Now animated GIF's are very passe, and I'm glad. Those old GIF laden sites were worse than modern MySpace.
I disagree. There was a certain innocence and enthusiasm about them that made them almost charming, or at least quaint. MySpace is just... bad taste.
- Any guesses?
You need the Google plugin for it to work on IE, but otherwise the newest versions of Firefox, Safari, Chrome, Opera & every browser that uses the rendering engine of one of these (i.e. practically every graphical browser) supports <canvas>.
It helps me to see that maybe the things I find as very important technology-wise, might be just as futile as an animated gif.
To make the long story short, I went to IRC (webmaster.com #ra2 - i think), people there introduced me to SSI. Then a few weeks later, they introduced me to Newspro (a few months/years later, it was renamed to Coranto).
It was a Geocities page and had one of those massive long URL's and may have even used an animated gif or too also!

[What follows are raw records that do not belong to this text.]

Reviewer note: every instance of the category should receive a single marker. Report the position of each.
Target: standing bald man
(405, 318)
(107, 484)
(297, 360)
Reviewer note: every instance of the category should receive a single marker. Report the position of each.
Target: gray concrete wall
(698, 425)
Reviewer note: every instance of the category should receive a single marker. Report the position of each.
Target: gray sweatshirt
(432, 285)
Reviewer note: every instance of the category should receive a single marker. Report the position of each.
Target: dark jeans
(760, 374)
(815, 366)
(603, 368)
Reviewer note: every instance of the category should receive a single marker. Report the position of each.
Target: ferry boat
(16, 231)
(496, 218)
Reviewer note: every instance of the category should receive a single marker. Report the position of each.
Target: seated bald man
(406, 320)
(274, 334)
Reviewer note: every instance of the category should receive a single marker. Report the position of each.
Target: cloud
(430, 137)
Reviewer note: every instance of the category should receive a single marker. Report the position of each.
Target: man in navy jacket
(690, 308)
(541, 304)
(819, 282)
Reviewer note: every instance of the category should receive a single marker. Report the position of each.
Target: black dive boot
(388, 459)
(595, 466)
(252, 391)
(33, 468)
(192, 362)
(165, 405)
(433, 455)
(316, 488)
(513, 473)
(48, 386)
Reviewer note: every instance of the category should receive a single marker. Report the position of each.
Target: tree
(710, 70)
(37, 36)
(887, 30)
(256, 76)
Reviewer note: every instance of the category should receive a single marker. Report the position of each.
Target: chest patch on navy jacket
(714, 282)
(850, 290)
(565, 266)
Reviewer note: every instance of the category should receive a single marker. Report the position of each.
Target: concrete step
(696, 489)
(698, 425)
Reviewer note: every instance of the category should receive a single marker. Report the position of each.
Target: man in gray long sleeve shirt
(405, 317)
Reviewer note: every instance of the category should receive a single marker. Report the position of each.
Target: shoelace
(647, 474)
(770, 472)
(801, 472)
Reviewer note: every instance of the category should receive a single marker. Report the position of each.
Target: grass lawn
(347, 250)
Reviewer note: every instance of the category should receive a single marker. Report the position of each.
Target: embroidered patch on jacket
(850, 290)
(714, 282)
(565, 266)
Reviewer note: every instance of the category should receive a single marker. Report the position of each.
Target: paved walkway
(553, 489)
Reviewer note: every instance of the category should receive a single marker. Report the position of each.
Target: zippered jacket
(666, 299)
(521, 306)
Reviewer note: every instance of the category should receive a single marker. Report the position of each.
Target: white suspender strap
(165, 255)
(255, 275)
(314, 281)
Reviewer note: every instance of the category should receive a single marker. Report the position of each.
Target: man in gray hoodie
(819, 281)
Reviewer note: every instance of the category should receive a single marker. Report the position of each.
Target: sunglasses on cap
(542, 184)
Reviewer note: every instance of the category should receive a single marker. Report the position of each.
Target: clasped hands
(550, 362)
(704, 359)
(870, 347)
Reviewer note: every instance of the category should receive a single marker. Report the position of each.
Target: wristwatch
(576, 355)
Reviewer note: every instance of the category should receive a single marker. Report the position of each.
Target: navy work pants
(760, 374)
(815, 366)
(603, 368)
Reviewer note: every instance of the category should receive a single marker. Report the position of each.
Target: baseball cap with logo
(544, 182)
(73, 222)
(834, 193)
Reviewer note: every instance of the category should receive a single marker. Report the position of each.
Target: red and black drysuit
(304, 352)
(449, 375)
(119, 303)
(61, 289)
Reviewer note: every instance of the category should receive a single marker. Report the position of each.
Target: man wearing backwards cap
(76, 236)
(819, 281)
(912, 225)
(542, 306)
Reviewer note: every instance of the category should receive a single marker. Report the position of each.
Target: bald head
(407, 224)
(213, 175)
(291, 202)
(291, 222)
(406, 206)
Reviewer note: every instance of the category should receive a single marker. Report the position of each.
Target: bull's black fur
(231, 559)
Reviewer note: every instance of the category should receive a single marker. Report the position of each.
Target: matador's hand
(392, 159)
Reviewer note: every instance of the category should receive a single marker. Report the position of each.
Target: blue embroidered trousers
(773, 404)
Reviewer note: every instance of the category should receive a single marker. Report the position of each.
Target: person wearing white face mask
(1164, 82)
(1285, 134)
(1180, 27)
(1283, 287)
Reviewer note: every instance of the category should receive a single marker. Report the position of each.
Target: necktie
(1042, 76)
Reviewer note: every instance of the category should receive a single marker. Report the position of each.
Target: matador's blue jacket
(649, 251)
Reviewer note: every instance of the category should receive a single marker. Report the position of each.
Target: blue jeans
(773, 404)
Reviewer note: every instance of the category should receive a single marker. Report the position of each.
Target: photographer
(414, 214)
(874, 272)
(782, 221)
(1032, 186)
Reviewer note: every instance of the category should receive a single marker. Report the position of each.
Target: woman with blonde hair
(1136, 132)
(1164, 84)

It did have one use - if you were doing something "live" on the server, you could generate an image on the fly and send it, e.g. for self-updating graphs without reloading the page. After it fell out of fashion, it wasn't until Java that you could do that again.
Perl implementation: http://www.radzone.org/tutorials/animatep.html
O'Reilly notes on it from 1996: http://oreilly.com/openbook/cgi/ch06_06.html
In 1995 I had a site called the "Micro Movie Mini Multiplex" (MMMM). It originated as a collection of push animations. Push animation isn't used anymore, but it involved feeding individual animation frames through "server push", which means that a connection between the server and the client was kept alive while individual frames were fed through the connection. It was resource intensive, but when the site began it was the only way to do animation on the web. I collected every example I could find on the web and built a site that aggregated these animations. I tied the individual animations together through (what I thought was) clever commentary. The site was relatively popular (it was Spider's Pick of the Day, who remembers that?)
In December of 1995 I was searching the web for more push animations when I came across an unusual reference to a new form of animation. Netscape 2.0 was in beta, and it could handle a new form of animation. Someone had hacked the GIF image format, tweaking the interlacing so that individual frames were displayed at regular temporal intervals. There were only a handful of examples, but it was obvious to me that these "animated GIFs" were a major improvement over server push animations; you didn't need to keep a connection alive and, more interestingly, the animations could be treated like any other image... you could save the image and reuse it. I realized that these animated gifs would replace server push animations.
And people loved it. They saved the animated icons and put them on their own pages. For a very short time my site was the major supplier of animation for other people's webpages. I had given the GIFs somewhat distinctive names, so I was able to track their dispersal through Altavista searches (Altavista returned pages that contained images with specific filenames) and at one point, estimating the traffic on these pages, it occurred to me that my animations were seen by more people daily than any other animation in history.
I did all this anonymously and without monetary reward (which made sense, somehow, in the early days of the web). Eventually animated GIFs became commonplace, annoying even, and my anonymous 15 minutes of fame faded. But someday I'd like to record the moment for posterity, even if I have to do so in some forgotten thread on some community weblog.